By digitally capturing deal data from agent banks’ books and records in real time– we are delivering transparency, efficiency and velocity to a market that has long been dominated by manual processes. And by enabling greater straight-through processing, we are laying the groundwork for the long-awaited digital transformation from which banks, institutional lenders and their service providers will all benefit.
This milestone is a result of tireless work – not just from our own team, but from our partners as well. Our founding investors – J.P. Morgan, Bank of America, Citi and Credit Suisse – are fierce competitors by day, but with Versana, they’ve became symbiotic collaborators by night. These market-leading firms know better than anyone the operational and technological challenges that have historically held the syndicated loan market back from even greater growth, and they decided to do something about it.
Their resources and insights have been paramount, with senior business leaders and their teams working closely with us to provide key inputs. Today, our platform is in active use at three of these firms, with Citi set to follow early in 2023. This level of engagement is exactly what is required for this market to reap the full benefits of our platform, and now we’re seeking to drive that engagement across the industry.
One of the reasons we’re so confident in our platform is that every stakeholder can benefit from it in some way. No matter where you sit in the loan market ecosystem, every institution needs to know its exposures and cash flows in real time. We’re delivering self-service capabilities and unprecedented transparency into the granular loan details that define this space: borrower commitments and outstandings, transaction history, current positions and interest accruals on a fund-by-fund basis, base-rate contract details and more. And with a cloud-native architecture, comprehensive set of APIs and easy implementation process, we’re starting to make the asset class frictionless, so you can focus on borrower risk profiles and credit decisions.
Now that we’re live, we’re already looking ahead to the future. In addition to our four founding investors, we are working toward connectivity with other agent banks so we can aggregate data from their systems. We’re also engaging with fund managers and have formed two buy-side advisory committees – one focused on operations, the other on front office – laying the groundwork for their future platform use. And we are still hiring aggressively across all parts of the business, particularly our in-house technology team.

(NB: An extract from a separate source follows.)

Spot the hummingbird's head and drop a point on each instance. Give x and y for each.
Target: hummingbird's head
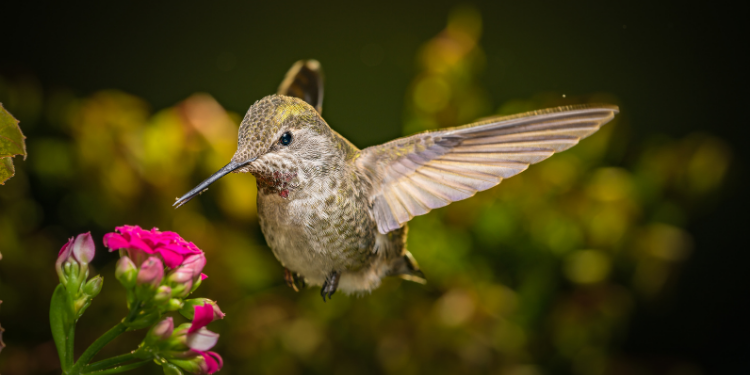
(279, 134)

As powerful as our offering is now, we are continuing to build every day toward something even greater. With reliable, real-time data, workflow efficiencies across the loan lifecycle and the flexibility to support future advancements, our clients will be positioned to achieve long-term, scalable growth – from originations to AUM. It’s a lofty goal, but an achievable one, as evidenced by the extraordinary level of interest among those who have heard our story and vision.
So, while it’s an amazing milestone for our team, and I thank them all, today’s launch is monumental for the loan market at large, and is just the first step in a truly exciting journey. There’s much more to come, and I hope you’ll watch to see what we do next.